Eliminate Duplicate Rows when joining multiple tables

  • We have the below query which is pulling in Sales and Revenue information. Since the sale is recorded in just one month and the revenue is recorded each month, we need to have the results of this query to only list the Sales amount once, but still have all the other revenue amounts listed for each month. In this example, the sale is record in year 2014 and month 10, but there are revenues in every month as well for the rest of 2014 and the start of 2015 but we only want to the sales amount to appear once on this results set. Ideas?

    SELECT

    project.project_number,

    project.country_code,

    project.project_desc,

    gsl.global_service_line_desc,

    buy.buyer_desc,

    project.project_mgr_first_name,

    project.project_mgr_last_name,

    tblWWClient.local_client_name,

    tblWWClient.global_client_code,

    project.local_crm_first_name,

    project.local_crm_last_name,

    project.client_buyer_name,

    project.client_buyer_title,

    projrevenue.fiscal_year as 'Fiscal Year',

    projrevenue.fiscal_period as 'Month',

    project.project_start_date,

    project.project_end_date,

    project.local_project_estimated_fees as USD_Sales,

    SUM(projrevenue.local_consulting_fees + projrevenue.local_product_fees + projrevenue.local_admin_fees + projrevenue.local_misc_fees) as [Revenue],

    project.project_status,

    fd.fiscal_period_end_date

    FROM dbo.tblWorldWide_Clients tblWWClient

    JOIN tblProject project on tblWWClient.local_client_code = project.local_client_code

    JOIN tblProject_Revenue projrevenue on project.project_number = projrevenue.project_number

    JOIN tblGlobal_Service_Line gsl ON project.global_service_line_code = gsl.global_service_line_code

    JOIN tblBuyer buy ON project.buyer_code = buy.buyer_code

    JOIN tblFiscal_Definitions fd ON project.fiscal_year = fd.fiscal_year AND project.fiscal_period = fd.fiscal_period

    WHERE tblWWClient.global_client_code = '90000010' AND ((project.fiscal_year = 2014 AND project.fiscal_period IN (9,10,11,12))

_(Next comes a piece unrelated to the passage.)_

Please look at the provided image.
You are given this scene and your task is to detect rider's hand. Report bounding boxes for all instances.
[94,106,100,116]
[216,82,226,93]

    OR (project.fiscal_year = 2015 AND project.fiscal_period IN (4,5,6,7,8)))

    AND

    ((projrevenue.fiscal_year = 2014 AND projrevenue.fiscal_period IN (9,10,11,12))

    OR (projrevenue.fiscal_year = 2015 AND projrevenue.fiscal_period IN (4,5,6,7,8))

    ) and project.project_number = '1401932001'

    GROUP BY project.project_number,

    project.country_code,

    project.project_desc,

    gsl.global_service_line_desc,

    buy.buyer_desc,

    project.project_mgr_first_name,

    project.project_mgr_last_name,

    tblWWClient.local_client_name,

    tblWWClient.global_client_code,

    project.local_crm_first_name,

    project.local_crm_last_name,

    project.client_buyer_name,

    project.client_buyer_title,

    projrevenue.fiscal_year,

    project.fiscal_year,

    project.fiscal_period,

    projrevenue.fiscal_period,

    project.project_end_date,

    project.project_status,

    project.local_project_estimated_fees,

    project.project_start_date,

    fd.fiscal_period_end_date

    ORDER BY project.project_number, project.fiscal_year, project.fiscal_period

  • If you want a record for each revenue for each month of each year, then I do not see how you can do that without repeating the sale in each row.



    Alvin Ramard
    Memphis PASS Chapter[/url]

    All my SSC forum answers come with a money back guarantee. If you didn't like the answer then I'll gladly refund what you paid for it.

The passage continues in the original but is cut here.